Pilgrimage to St. Peter's Basilica, Rome
The most popular places of Catholic pilgrimage apart from the Holy Land are St. Peter's Basilica in Rome where Saint Peter, a disciple of Jesus, was martyred and believed to be buried.
Lourdes Pilgrimage, France
The most recent destination for Catholic pilgrimage is Lourdes in France. Lourdes was the place where, in 1858, a young girl called Bernadette Soubivous had a vision of the Virgin Mary. The spring waters that flow from the fountains at Lourdes are believed to bring miraculous healing from God.
Pilgrimage to Canterbury
Many people undertook a pilgrimage to Canterbury Cathedral which was the site of the murder of Thomas Becket, Archbishop of Canterbury in 1170. Thomas a Becket was declared a martyr, and in 1173, he was canonized by Pope Alexander on July 12, 1174. The subject of the Canterbury pilgrimage was used by the Medieval author, Geoffrey Chaucer, in his book the Canterbury Tales.
Pilgrimage - the Canterbury Tales by Geoffrey Chaucer
Geoffrey Chaucer's Canterbury Tales was written c. 1390. It tells stories about a group pilgrims who had undertaken a pilgrimage to Canterbury.

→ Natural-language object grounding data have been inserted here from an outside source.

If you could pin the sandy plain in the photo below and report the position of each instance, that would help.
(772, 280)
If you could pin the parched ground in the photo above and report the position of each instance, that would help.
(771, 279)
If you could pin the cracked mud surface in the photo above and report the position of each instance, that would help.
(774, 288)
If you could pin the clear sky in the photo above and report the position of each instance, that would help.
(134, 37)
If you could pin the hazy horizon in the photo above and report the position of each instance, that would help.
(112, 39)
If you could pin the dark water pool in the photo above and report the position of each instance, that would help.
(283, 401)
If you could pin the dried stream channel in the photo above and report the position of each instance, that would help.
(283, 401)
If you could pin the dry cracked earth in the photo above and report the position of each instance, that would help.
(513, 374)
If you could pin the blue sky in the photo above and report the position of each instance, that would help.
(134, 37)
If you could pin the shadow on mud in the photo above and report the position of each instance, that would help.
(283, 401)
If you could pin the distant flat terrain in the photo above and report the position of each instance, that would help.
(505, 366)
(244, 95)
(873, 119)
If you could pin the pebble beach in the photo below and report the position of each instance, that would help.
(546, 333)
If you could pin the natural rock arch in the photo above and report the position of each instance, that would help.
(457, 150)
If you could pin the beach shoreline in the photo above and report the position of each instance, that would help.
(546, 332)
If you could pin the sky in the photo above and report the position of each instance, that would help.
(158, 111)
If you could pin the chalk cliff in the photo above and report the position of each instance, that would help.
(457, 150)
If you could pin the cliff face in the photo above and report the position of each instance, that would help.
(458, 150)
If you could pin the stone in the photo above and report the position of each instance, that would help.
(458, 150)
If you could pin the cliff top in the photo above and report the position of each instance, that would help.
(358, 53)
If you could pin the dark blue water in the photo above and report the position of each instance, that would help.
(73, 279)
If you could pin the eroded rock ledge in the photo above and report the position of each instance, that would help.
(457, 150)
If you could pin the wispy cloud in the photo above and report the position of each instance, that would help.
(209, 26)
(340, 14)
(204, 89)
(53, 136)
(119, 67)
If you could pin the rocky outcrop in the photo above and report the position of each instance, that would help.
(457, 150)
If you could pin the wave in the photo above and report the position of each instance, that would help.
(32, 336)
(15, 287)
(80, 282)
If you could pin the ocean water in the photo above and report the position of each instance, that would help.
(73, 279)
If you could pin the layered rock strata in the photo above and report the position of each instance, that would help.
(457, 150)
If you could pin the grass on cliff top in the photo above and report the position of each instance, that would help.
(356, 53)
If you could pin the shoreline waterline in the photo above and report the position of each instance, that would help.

Each pilgrim had their own 'Canterbury Tale'. The route of the pilgrimage was along Watling Street and the Old Kent Road in London which led to the ancient "Pilgrim's way" from Rochester to Canterbury.
The Pilgrimage of Grace
The Pilgrimage of Grace was the name given to an uprising in England at the time of the Dissolution of the Monasteries and the break with Rome in 1536. The uprising was led by a man called Robert Aske and started in York, in the North of England. The objective of the men who joined the 'Pilgrimage of Grace' was to protest and air their grievances against religious, political and economic changes in England. The uprising or rebellion that was the 'Pilgrimage of Grace' ended when King Henry VIII agreed to consider the grievances and pardon all of the participants. He lied. The leaders including Robert Aske were all executed and King Henry VIII continued his break with the Roman Catholic church and the Protestant Reformation.
The End of the Pilgrimage in England
The Dissolution of the Monasteries and the Protestant Reformation effectively ended the custom of the pilgrimage in England.